You can get both the number of successful events and the total number of events from this metric, and define the SLI by selecting the Ratio option in the Grafana SLO wizard:

Ratio query builder	Value	Description
Success metric	`http_requests_total{status!~"5.."}`	Metric for success requests
Total metric	`http_requests_total`	Metric for total requests
Grouping	(leave empty)	Creates a single SLI dimension See the multidimensional SLI example

Click Run queries to generate the final SLI ratio query:

(
  sum(rate(http_requests_total{status!~"5.."}[$__rate_interval] offset 2m))
  or 0 * sum(rate(http_requests_total[$__rate_interval] offset 2m))
)
/
sum(rate(http_requests_total[$__rate_interval] offset 2m))

Breakdown of the ratio SLI query

The auto-generated SLI query includes several common elements for building reliable SLIs and uses the ratio of successful event rates formula:

Success ratio = rate of successful events (over a period)
                /
                rate of total events (over a period)

The SLI query result is a ratio between 0 and 1, where 1 means 100% of events were successful.

Rate of successful events

The following part of the query measures the rate of successful events over the rate interval:

(
  sum(rate(http_requests_total{status!~"5.."}[$__rate_interval] offset 2m))
  or 0 * sum(rate(http_requests_total[$__rate_interval] offset 2m))
)

http_requests_total{status!~"5.."}: Returns only successful requests.
rate(...[$__rate_interval]): Calculates the per-second rate of successful requests over the recommended rate interval.
offset 2m: Shifts the query two minutes into the past to account for scrape or data ingestion delays.
sum(...): Aggregates across all series (dimensions) to get the total success rate.
or 0 * sum(rate(http_requests_total...)): Fallback for missing data.
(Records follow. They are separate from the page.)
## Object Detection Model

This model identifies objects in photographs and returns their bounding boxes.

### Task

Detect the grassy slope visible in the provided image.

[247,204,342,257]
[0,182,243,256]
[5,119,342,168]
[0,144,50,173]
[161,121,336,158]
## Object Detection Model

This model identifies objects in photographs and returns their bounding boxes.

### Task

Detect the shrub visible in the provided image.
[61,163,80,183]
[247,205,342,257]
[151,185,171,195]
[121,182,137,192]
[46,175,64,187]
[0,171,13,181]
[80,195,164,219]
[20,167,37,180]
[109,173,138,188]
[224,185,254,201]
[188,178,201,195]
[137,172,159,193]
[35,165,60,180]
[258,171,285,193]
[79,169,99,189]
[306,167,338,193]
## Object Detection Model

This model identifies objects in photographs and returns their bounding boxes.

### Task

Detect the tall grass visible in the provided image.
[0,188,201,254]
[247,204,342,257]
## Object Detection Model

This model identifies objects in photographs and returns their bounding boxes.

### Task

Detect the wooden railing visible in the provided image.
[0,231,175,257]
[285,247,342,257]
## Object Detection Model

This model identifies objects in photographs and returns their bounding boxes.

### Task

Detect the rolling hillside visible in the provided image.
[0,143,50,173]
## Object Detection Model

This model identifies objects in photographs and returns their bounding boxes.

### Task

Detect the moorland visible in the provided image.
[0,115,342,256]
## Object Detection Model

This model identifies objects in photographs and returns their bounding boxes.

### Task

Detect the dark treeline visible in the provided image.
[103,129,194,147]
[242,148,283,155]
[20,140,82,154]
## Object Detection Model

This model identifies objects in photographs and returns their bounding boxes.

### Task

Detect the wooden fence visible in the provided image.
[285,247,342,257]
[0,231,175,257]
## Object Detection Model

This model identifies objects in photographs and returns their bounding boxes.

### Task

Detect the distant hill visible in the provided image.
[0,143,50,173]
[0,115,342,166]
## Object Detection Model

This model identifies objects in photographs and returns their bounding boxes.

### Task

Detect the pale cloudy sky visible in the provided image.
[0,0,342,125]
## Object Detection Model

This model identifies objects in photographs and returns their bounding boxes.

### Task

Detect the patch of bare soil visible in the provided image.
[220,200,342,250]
If the success metric returns no data, it returns 0 when dividing by total events.

This numerator is then divided by the rate of total requests.

Rate of total events

/
sum(rate(http_requests_total[$__rate_interval] offset 2m))

This query follows the rate formula and applies the same offset for alignment with the numerator (rate of successful events).

The full query returns a ratio between 0 and 1, representing the proportion of successful requests. The Grafana SLO wizard displays the final SLI query and a graph of its results:

Screenshot of the Grafana SLO wizard creating an SLI for HTTP availability

Note that you can also use the Advanced SLI option to create the same SLI query directly.

Probe availability (using Prometheus Summary)

This example uses Synthetic Monitoring probes, such as local probes or Grafana Cloud probes, to verify service availability.

The process is as follows:

Configure a synthetic check from one or more probe locations that continuously verify system availability.
The check runs regularly, based on the configured frequency, and stores its results in Prometheus.
Define an SLO whose SLI queries the Prometheus probe results.
Grafana SLO then evaluates the SLI query and reports the SLO compliance.

This example uses the probe_all_success metric, a summary metric that tracks whether the probe succeeded.

Prometheus summary metrics expose additional *_sum and *_count series. You can use these to get the number of successful events and the total number of events, and define the SLI using the Ratio option in the Grafana SLO wizard:

Ratio query builder	Value	Description
Success metric	`probe_all_success_sum{job="<JOB_NAME>"}`	Number of successful probes
Total metric	`probe_all_success_count{job="<JOB_NAME>"}`	Total number of probe executions
Grouping	(leave empty)	Creates a single SLI dimension See the multidimensional SLI example

Click Run queries to generate the final SLI ratio query:

(
  sum(rate(probe_all_success_sum{job="<JOB_NAME>"}[$__rate_interval] offset 2m))
  or 0 * sum(rate(probe_all_success_count{job="<JOB_NAME>"}[$__rate_interval] offset 2m))
)
/
sum(rate(probe_all_success_count{job="<JOB_NAME>"}[$__rate_interval] offset 2m))

The SLI query returns a ratio between 0 and 1, where 1 means 100% of probe executions were successful.

This example works exactly like the HTTP availability example. To learn why the SLI is formed this way and how it works, refer to the breakdown of the ratio SLI query .

Probe availability (using Prometheus Gauge)

Sometimes, a binary gauge metric is used to track successes, such as the probe_success metric.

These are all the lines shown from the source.